Vallejo police lieutenant sues city alleging he was subjected to retaliation

Vallejo Police Department Lt. Michael Nichelini is seeking $7.5 million in damages on behalf of himself and the police officers association.

The president of Vallejo's police union filed a federal civil rights lawsuit Friday alleging he has been subjected to harassment, retaliation and intimidation by top-ranking Vallejo city staff, including the city's police chief. 

Lt. Michael Nichelini filed the lawsuit in U.S. District Court for the Eastern District of California on behalf of himself and the Vallejo Police Officers' Association. The lawsuit seeks $7.5 million in damages. 

According to the lawsuit, city officials have initiated "multiple baseless internal affairs investigations into the union's protected union-related activities and the City's continued threats and actions to terminate Lieutenant Nichelini's employment."

The lawsuit names as defendants Vallejo City Manager Greg Nyhoff, Assistant City Manager Anne Cardwell, Vallejo Police Chief Shawny Williams, former Mayor Bob Sampayan, current Mayor Robert McConnell, along with current and former city councilmembers Hakeem Brown, Hermie Sunga, Katy Miessner, Pippin Dew, Rozzana Verder-Aliga, Mina Diaz, Cristina Arriola. 

The lawsuit alleges councilmembers are responsible for the named city hall officials and the police department. 

Nichelini claims that between January and December 2020 he was "subjected to at least five instances of harassment, each intended to interfere with the VPOA's concerted rights." 

Nichelini was served with a notice of termination on Dec. 21, two weeks after he sent an email to San Francisco columnist Otis Taylor expressing happiness that Taylor was leaving the publication. At the time, Taylor and the San Francisco Chronicle said the email was a veiled threat toward the veteran journalist who had investigated the police department and police union for several years. 

"Looks like 2021 will be a little bit better not having your biased and uniformed (sic) articles printed in the newspaper that only inflame the public," Nichelini wrote in his email. "You have never looked for the truth in any of your writings. We will warn our Georgia colleagues of your impending arrival."

City officials did not immediately respond Friday afternoon to a request for comment on the lawsuit.

Nichelini was placed on paid administrative leave in July 2020 for allegedly destroying a piece of evidence following the fatal officer-involved shooting of Sean Monterrosa on June 2. The officer, who shot and killed Monterrosa outside a Vallejo Walgreens, fired his AR-15 rifle through the windshield of an unmarked Vallejo police vehicle that was responding to reports of looting at the store. Following the shooting, the windshield was removed from the vehicle, and destroyed. 

Nichelini argues the discipline levied against him was in response to his filing of a grievance in May 2020 on behalf of the union against the police department civilianizing the public information officer position and officer recruitment position. 

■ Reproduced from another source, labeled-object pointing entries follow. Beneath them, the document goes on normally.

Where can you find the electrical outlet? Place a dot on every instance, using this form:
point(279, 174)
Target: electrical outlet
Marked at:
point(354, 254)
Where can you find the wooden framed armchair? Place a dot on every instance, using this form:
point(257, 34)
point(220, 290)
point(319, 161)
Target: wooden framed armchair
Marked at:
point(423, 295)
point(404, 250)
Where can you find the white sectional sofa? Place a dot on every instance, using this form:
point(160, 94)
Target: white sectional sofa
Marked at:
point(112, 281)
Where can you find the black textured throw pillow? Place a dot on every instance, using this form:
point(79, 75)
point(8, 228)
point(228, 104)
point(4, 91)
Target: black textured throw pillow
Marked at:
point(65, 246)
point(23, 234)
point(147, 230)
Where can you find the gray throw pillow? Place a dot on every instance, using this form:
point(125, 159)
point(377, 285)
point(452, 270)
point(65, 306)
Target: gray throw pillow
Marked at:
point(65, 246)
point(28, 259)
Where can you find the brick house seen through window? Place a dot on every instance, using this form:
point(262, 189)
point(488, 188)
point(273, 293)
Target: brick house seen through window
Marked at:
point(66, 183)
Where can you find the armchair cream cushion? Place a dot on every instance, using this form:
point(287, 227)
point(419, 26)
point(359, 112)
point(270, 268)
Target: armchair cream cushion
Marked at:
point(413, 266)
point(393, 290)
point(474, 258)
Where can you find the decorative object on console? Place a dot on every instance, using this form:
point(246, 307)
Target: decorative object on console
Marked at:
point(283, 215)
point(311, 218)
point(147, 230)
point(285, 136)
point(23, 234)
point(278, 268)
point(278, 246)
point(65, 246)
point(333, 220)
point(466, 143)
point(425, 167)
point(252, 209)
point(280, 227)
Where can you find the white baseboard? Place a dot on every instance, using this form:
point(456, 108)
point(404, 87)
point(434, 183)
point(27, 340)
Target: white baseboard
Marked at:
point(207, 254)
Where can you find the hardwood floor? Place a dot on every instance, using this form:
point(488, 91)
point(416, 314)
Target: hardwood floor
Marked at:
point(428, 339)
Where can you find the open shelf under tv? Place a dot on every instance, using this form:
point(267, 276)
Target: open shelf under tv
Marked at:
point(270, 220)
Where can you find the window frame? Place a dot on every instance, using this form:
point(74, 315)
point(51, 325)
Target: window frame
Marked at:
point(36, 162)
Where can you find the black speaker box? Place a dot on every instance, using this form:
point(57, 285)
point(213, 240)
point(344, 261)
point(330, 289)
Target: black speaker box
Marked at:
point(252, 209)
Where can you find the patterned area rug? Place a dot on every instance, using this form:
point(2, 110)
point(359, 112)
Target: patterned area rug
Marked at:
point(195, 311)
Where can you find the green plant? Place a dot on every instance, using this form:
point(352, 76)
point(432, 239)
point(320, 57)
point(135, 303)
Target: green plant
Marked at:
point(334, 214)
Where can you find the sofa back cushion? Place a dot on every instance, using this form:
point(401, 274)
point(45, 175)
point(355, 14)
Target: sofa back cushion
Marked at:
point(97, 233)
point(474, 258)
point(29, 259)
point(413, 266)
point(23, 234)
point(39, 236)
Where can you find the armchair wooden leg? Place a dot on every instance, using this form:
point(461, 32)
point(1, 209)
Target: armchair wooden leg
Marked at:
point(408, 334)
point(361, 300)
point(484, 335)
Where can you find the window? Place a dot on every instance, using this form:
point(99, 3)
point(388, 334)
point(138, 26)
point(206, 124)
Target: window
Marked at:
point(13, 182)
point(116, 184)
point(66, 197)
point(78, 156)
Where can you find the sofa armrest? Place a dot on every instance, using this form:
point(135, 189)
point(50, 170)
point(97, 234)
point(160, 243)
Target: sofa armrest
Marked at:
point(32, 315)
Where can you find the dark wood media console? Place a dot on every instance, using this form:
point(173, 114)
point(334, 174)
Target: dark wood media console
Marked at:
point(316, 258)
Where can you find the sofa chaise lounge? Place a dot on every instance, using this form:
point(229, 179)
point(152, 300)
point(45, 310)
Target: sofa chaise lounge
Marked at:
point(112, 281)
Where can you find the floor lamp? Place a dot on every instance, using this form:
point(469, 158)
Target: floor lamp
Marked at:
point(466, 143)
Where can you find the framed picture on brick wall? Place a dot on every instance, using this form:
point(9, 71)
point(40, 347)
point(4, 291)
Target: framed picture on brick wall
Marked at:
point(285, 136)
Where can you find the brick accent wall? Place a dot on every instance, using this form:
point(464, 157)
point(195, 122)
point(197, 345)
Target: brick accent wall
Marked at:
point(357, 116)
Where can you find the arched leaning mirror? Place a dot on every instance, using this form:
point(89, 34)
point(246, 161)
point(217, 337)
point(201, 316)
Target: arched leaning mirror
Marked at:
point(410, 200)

"Although Defendant Williams knew President Nichelini had no knowledge of, or involvement in the destruction of the windshield, Williams nonetheless falsely accused President Nichelini of destroying evidence," the lawsuit alleges. "This action barred Nichelini from the workplace purposefully and effectively preventing him from contacting and representing VPOA members."

Nichelini claims that his suspension caused the California Department of Justice to interview him in its criminal probe regarding the destruction of the windshield.

The lawsuit also claims that both the city manager and police chief accused Nichelini of a hate crime after he emailed an image of an early 20th century Vallejo police badge to VPOA members. The badge is engraved with a Gammadion cross, or swastika. Nichelini maintains that when the badge was engraved in 1907, the image "bore no negative connotations."

He faced further discipline in September 2020 -- a year after he was caught filming civil rights attorney Melissa Nold during a Vallejo City Council meeting a year earlier. Nichelini said the punishment was in retaliation for his filing of a grievance against the city for discriminating against VPOA members.

Nichelini claims in the lawsuit that he "used his cell phone to record portions of the meeting he was concerned would not be captured by his body-worn camera."

"In addition to disciplining President Nichelini under the pretext of a 364-day old incident, Defendants Williams also informed local civil rights attorney Melissa Nold, a citizen who complained to City Defendants about President Nichelini, that President Nichelini had been disciplined. Williams's disclosure of President Nichelini's personnel information was unlawful and unethical," the lawsuit states. 

The lawsuit also alleges that Vallejo City Hall "mailed notices to VPOA members that contained illegal gag orders, or 'confidentiality directives,' to VPOA members under administrative investigation by City Defendants," in January 2021.  

Nichelini served 10 years with the Oakland Police Department, before he was hired by then-Vallejo Police Chief, Robert Nichelini, his father, to work for the Vallejo Police Department in 2006.